Week_2 _Assignment_1

When creating a post, please add:

  • #Week_2
  • #Coding_Assignment_1
  • I have a question in deploying the second type of ResNet blocks
  • “The convolutional Block” Why the conv layer is learned layer not just an identity matrix to resize the input so to match the output layer dimensions?
  • And why they add the batch norm step after it?

Hello @Yasmeen_Asaad_Azazi! It’s been a while since your last post, and welcome back!

Let’s go to discussion mode and I will be brief.

An identity matrix can’t change anything, can it? Because A I = A where I is the identity matrix. If we go a step further from “identity matrix” to a “constant matrix”, then we need to decide which constant matrix to use. In contrast, by having it trainable, we leave the decision to the learning algorithm. I think, in neural network, unless we have a good reason not to, we make each parameter trainable.

In case I didn’t get you, what is your reason to not use a trainable conv layer :wink: ?

As for batch normalization, if the conv layer is trainable, then we use batch norm to safe guard the learning, which, to me, is the same reason for having batchnorm in other places. As for why batchnorm at all, then I would recommend the lecture!

Cheers,
Raymond

1 Like

Thank you so much, yes i got confused between identity matrix and constant matrix, thank you again for understanding my question, i was thinking it might help making the computation less complex.

1 Like

No problem! Sometimes, even though I can guess the real meaning from your words, I would still need to first stick to the formal or the universal definition (of identity matrix) before moving on to my guess :wink: I think this is good for everyone :wink: Thanks for your understanding, too!

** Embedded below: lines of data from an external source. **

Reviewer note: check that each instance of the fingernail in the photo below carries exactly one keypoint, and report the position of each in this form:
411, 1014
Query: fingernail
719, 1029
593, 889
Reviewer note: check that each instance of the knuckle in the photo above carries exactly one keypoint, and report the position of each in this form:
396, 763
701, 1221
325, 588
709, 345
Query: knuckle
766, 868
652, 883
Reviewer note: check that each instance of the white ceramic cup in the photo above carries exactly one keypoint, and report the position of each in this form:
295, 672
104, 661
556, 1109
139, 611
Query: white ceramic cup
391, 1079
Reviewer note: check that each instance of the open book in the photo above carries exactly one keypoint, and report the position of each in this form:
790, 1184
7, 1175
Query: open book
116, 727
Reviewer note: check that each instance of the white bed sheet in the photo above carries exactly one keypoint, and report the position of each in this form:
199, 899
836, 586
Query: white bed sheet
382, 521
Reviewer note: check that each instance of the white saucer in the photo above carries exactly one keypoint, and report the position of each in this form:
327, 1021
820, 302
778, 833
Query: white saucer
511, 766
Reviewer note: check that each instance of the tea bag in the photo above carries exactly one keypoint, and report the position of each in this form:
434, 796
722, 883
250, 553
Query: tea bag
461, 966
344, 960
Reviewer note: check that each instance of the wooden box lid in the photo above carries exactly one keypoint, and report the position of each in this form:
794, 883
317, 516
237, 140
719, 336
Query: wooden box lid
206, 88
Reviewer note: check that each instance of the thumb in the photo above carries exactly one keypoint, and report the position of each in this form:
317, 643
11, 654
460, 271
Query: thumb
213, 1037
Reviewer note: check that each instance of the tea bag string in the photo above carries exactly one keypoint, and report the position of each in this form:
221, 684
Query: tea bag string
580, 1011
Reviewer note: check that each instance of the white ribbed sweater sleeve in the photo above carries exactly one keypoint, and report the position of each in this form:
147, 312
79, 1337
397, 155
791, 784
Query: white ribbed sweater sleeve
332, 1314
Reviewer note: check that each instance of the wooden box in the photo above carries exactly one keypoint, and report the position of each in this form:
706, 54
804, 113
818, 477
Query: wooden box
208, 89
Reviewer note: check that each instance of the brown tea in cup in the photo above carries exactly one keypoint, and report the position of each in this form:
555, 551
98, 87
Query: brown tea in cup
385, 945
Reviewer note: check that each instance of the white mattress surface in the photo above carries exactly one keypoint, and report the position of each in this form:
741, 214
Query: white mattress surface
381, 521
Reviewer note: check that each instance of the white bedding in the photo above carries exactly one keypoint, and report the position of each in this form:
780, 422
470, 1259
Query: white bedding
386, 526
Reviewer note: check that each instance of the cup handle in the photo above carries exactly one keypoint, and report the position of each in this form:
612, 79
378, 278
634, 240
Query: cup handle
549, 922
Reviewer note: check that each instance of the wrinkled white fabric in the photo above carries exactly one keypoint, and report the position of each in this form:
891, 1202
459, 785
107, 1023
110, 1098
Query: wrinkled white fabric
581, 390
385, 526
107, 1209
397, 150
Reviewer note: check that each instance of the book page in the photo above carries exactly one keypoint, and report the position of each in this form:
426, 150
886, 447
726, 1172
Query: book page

Indeed keeping some parameters untrainable can save computational time if we have prior knowledge on what good values to fix those parameters to. In fact, this happens all the time when we do “transfer learning” (which is a DLS topic, too). Your idea is definitely a very well-used technique, only that, here, when we train a model from scratch, it is better to give more freedom to the learning algorithm, so that it can tell us what the good values are.

Cheers,
Raymond

1 Like